Immediately before the completion time, TRUST A (the original company) is the head company of the TRUST A Tax Consolidated Group and immediately after the completion time, ABC (the interposed company) will become the head company of a consolidatable group consisting of itself and the members of the TRUST A Tax Consolidated Group.

On this basis, subsection 615-30(2) of the ITAA 1997 requires ABC to choose that the former TRUST A Tax Consolidated Group continue to exist at and after the completion time, with ABC as its head company (ABC Tax Consolidated Group). The choice must be made in accordance with subsections 615-30(3) and 615-30(4) of the ITAA 1997.

Question 2

Summary

Section 703-70 of the ITAA 1997 applies such that the tax cost base of the assets held by TRUST A will not be required to be reset under Division 701 of the ITAA 1997 on TRUST A Trust becoming a member of the consolidated group with ABC as head entity.

Detailed reasoning

Sections 703-70 to 703-80 of the ITAA 1997 set out the effects if the interposed company chooses under subsection 615-30(2) that a consolidated group continues in existence at the completion time.

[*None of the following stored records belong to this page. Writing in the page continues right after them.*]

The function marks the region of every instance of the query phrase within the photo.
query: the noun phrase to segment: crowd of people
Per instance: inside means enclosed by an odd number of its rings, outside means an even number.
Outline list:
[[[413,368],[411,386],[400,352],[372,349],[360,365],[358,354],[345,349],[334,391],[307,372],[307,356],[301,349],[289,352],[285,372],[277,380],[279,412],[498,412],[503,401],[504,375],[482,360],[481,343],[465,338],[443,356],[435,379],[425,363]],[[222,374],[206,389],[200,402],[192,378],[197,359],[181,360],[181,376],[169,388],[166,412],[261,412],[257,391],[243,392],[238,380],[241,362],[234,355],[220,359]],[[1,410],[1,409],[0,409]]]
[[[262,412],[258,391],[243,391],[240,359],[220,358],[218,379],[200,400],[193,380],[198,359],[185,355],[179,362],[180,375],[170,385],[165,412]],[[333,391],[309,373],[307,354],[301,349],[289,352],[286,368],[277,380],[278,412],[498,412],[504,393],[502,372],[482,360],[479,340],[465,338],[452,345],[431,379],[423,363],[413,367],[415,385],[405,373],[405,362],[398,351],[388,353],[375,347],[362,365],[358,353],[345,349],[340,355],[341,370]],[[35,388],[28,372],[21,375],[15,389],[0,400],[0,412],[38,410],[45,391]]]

Section 703-70 of the ITAA 1997 states that:

(1) The consolidated group is taken not to have ceased to exist under subsection 703-5(2) because the company referred to in subsection 615-30(2) as the original entity ceases to be the head company of the group.

(2) To avoid doubt, the interposed company is taken to have become the head company of the consolidated group at the completion time, and the original entity is taken to have ceased to be the head company at that time.

Note: A further result is that the original entity is taken to have become a subsidiary member of the group at that time. Section 703-80 deals with the original entity's tax position for the income year that includes the completion time.

(3) A provision of this Part that applies on an entity becoming a subsidiary member of a consolidated group does not apply to an entity being taken to have become such a member as a result of this section, unless the provision is expressed to apply despite this subsection.

      Note: an example of the effect of this subsection is that there is no resetting under section 701-10 of the tax cost of assets of the original entity that become assets of the interposed company because of subsection 701-1(1) (the single entity rule).

(4) To avoid doubt, subsection (3) does not affect the application of subsection 701-1(1) (the single entity rule).

The application of section 703-70 of the ITAA 1997 results in the following:

      ● The TRUST A Tax Consolidated Group be taken not to have ceased to exist under subsection 703-5(2) of the ITAA 1997,

      ● ABC is taken to have become the head company of the TRUST A Tax Consolidated Group at the completion time,

      ● the provisions in Part 3-90 of the ITAA 1997 (Consolidated Groups) that apply on an entity becoming a subsidiary member of a consolidated group do not apply to TRUST A being taken to have become such a member as a result of section 703-70 of the ITAA 1997.

Consequently, under section 703-70 of the ITAA 1997, the tax cost base of the assets held by TRUST A is not required to be reset under Division 701 of the ITAA 1997 on TRUST A becoming a member of the ABC Tax Consolidated Group.